The mere fact that you print something means that there is now an observable difference between making the extra copy and not. That may, as SiCrane suggested, very well be the deciding factor for the compiler's ability and/or desire to remove the extra copy. And that could be a problem for you; attempts you make to observe if this extra copy is made or not, could actual end up being the reason why it is made.

MyObject &MyObject::operator+=(const MyObject &obj) //Normal overload with MyObject as param

MyObject &MyObject::operator+=(float obj) //Should I use const in the param (const float obj)

Is there a way to make them 'private' so they do not show when I use the dot operator?

That's your editor trying to be helpful. It is trying to offer choices to auto complete whatever you would be typing next.

The built-in list does not filter, it rather stupidly displays a list of everything it can find.

There are many plugins, such as RottonTomato's Visual Assist X or ReSharper or CodeRush, all of them replace the IntelliSense autocomplete list with more realistic values.

noodleBowl, the term is "destructor" not "deconstructor". Just telling you this to help avoid confusion in the future.

Second, why wouldn't you want the operators to show up? They are publicly accessible members of the class.

Finally, there's no harm in doing

MyObject &MyObject::operator+=(const float obj)

but there's no real gain either. Because C++ passes by value, the float you pass into the += operator will be a copy.

Though if I'm doing that I usually leave the const off of the function header in the .h file, adding it to the .cpp file only since the caller doesn't really care one way or the other since it's by-value.

Never knew you could do that.
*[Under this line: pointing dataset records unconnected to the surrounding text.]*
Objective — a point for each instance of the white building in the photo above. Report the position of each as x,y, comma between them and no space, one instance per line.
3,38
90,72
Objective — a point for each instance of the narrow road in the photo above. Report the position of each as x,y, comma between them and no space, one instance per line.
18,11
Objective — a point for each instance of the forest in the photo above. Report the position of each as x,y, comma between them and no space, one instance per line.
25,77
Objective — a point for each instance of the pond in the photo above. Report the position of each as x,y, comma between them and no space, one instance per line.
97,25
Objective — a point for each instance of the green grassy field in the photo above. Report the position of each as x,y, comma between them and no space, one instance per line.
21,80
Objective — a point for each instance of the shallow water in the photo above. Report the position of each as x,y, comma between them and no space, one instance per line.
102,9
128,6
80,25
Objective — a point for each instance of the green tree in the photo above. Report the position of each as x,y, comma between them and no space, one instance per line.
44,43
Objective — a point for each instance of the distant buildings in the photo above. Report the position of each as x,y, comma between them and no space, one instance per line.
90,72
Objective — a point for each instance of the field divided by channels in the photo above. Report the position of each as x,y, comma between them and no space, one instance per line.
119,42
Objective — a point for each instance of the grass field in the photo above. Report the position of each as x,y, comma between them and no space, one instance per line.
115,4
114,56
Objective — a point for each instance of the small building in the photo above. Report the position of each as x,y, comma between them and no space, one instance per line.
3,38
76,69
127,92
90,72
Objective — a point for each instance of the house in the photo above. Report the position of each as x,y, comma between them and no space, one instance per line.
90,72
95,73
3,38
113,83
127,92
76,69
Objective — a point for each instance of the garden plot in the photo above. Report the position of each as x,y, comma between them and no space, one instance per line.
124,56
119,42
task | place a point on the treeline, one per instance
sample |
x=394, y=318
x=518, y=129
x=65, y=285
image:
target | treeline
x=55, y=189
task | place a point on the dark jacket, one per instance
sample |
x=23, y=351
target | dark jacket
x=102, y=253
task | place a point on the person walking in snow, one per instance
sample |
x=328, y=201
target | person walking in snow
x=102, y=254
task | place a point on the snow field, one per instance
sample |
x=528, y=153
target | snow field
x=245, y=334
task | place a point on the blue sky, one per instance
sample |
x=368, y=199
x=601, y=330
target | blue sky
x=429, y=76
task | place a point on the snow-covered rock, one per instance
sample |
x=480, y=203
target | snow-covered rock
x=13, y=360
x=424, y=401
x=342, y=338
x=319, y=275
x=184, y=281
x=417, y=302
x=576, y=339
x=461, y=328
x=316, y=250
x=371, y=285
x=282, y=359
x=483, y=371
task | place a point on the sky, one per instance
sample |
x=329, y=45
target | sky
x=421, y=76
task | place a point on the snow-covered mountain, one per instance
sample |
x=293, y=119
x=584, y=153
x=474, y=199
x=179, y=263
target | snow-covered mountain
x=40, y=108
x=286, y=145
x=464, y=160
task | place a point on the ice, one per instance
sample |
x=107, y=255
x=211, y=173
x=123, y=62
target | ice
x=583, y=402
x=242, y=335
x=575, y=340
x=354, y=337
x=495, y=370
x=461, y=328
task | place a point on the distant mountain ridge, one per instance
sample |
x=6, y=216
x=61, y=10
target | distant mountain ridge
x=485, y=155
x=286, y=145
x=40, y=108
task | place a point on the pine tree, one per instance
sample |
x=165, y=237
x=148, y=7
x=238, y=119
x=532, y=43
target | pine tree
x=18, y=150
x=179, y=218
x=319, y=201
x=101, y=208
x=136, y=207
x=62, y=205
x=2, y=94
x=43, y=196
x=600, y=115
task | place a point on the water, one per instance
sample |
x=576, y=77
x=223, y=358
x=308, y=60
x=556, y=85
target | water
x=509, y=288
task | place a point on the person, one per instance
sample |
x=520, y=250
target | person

Wouldn't it change the function signature and mess up the linker?

But to clarify, and maybe I'm wrong, isn't it more accurate to say that the constness of the parameter itself is not part of the signature, but that the constness of an object taken in as a pointer or reference is part of the signature?

In other words a parameter, whether a value, or a reference, or a pointer, const doesn't matter -- but that is not the same thing as that which it is a pointer or a reference to, and its constness, which does matter.

But to clarify, and maybe I'm wrong, isn't it more accurate to say that the constness of the parameter itself is not part of the signature, but that the constness of an object taken in as a pointer or reference is part of the signature?

In other words a parameter, whether a value, or a reference, or a pointer, const doesn't matter -- but that is not the same thing as that which it is a pointer or a reference to, and its constness, which does matter.

Nope. Const is a compiler-enforced "promise" that can be easily violated with casting or aliasing. AFAIK, the linker doesn't even see it, since the compiler would have done all the enforcement work ahead of time.

Edit: Actually I think I see what you're getting at. And I think you're right. Const has to be part of the signature if the pointed-to object is const, because the compiler has to enforce that you don't pass const objects to parameters that take objects as non-const. But if you're taking it by value it doesn't matter because the value is copied and the copy will be const/non-const no matter what the source was.

He is right indeed, I was writing it up again but you both explained it already.

Quotes from the standard are metioned here on SO: http://stackoverflow.com/a/3681190 and in plain english the post below.